Так Алька выжил во второй раз. В дальнейшем в жизни ему еще не раз случалось выскакивать из опасных ситуаций подобным неожиданным образом.
Но всего этого Алька пока еще не знал и не помнил. Сознание и окружающий мир еще не существовали для него. Был только мягкий серый туман, беззвучный и теплый, в котором Алька плыл, как в коконе, не ощущая ни времени, ни самого себя. Удивительно, что, когда эти ощущения наконец появились, оказалось, что он уже многое знает и об окружающем мире, и о самом себе.
…Что-то зашумело, задвигалось вокруг, заговорило неясными голосами. Туман начал раздвигаться, в нем пробилось светлое пятно, и через него Алька увидел два лица: одно знакомое, матери, чуть возбужденное, но улыбающееся, и еще одно женское, малознакомое, полное и темноглазое, суетившееся рядом. Алька почувствовал, что его тормошат, усаживают на кровати. Туман распадался, Алька уже начинал видеть всю комнату, но эта полная суетливая женщина рядом с матерью все теребила и тормошила его, загораживая собой картину.
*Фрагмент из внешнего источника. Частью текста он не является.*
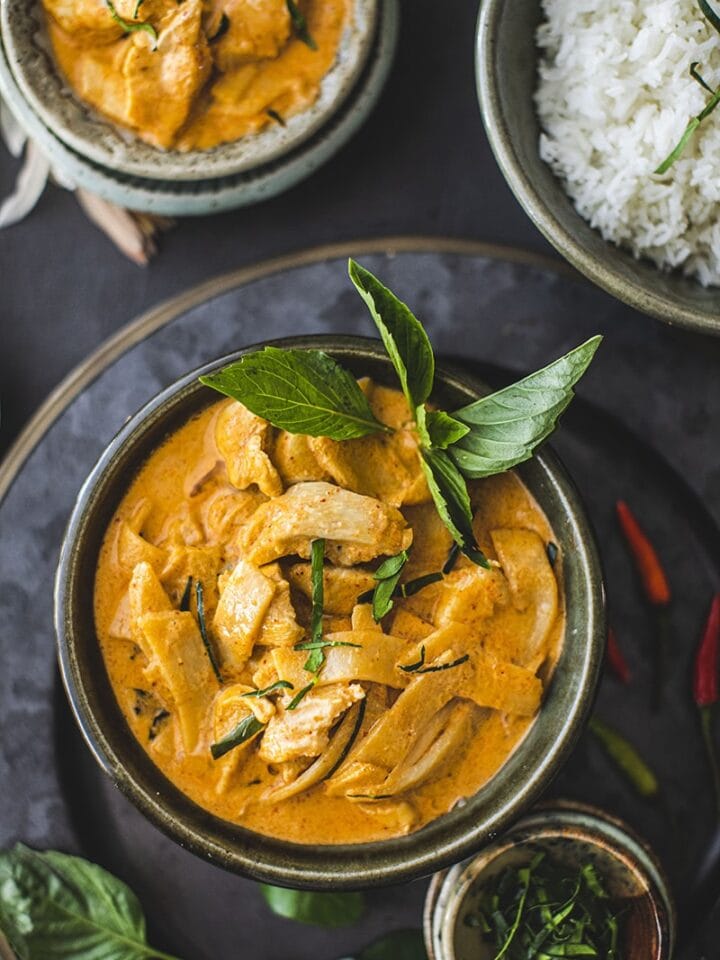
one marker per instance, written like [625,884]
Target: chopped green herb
[278,685]
[221,30]
[131,26]
[274,115]
[362,705]
[316,659]
[187,593]
[200,602]
[157,724]
[244,731]
[300,24]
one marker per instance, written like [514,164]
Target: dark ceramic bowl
[506,69]
[444,841]
[573,834]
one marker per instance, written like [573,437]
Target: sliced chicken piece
[356,528]
[304,732]
[534,594]
[172,71]
[177,653]
[295,460]
[469,596]
[145,595]
[341,586]
[244,441]
[372,466]
[372,657]
[257,30]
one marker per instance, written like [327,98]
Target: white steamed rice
[614,98]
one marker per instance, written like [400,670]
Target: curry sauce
[197,74]
[374,748]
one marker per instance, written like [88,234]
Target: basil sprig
[305,391]
[301,391]
[54,906]
[506,427]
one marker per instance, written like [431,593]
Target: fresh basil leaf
[301,391]
[507,426]
[300,26]
[132,26]
[388,575]
[244,731]
[402,333]
[449,491]
[399,945]
[320,909]
[57,907]
[443,430]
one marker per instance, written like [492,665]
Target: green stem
[706,719]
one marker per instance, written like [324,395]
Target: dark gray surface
[59,798]
[421,165]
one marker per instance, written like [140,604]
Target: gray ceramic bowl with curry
[427,732]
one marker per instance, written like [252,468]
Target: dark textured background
[421,165]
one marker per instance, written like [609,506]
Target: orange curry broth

– Ну засмейся, засмейся! – приговаривала она, преувеличенно смеясь и тыча ему пальцем в живот и ребра.
Это было непонятно и неприятно: и зачем надо было смеяться, и зачем для этого надо было тыкать его в живот. И сам вид этой неспокойной женщины рядом с матерью тоже был неприятен. Алька попытался увернуться от ее рук, скорчил недовольную гримасу, но эта радостная сюсюкающая женщина, не понимая, продолжала теребить его, и он заплакал, отталкивая ее руки. Мать бросилась к нему, отодвигая женщину, та ретировалась куда-то в сторону, и Алька, еще через слезы, увидел наконец всю комнату, одновременно и знакомую ему, и чем-то необычную.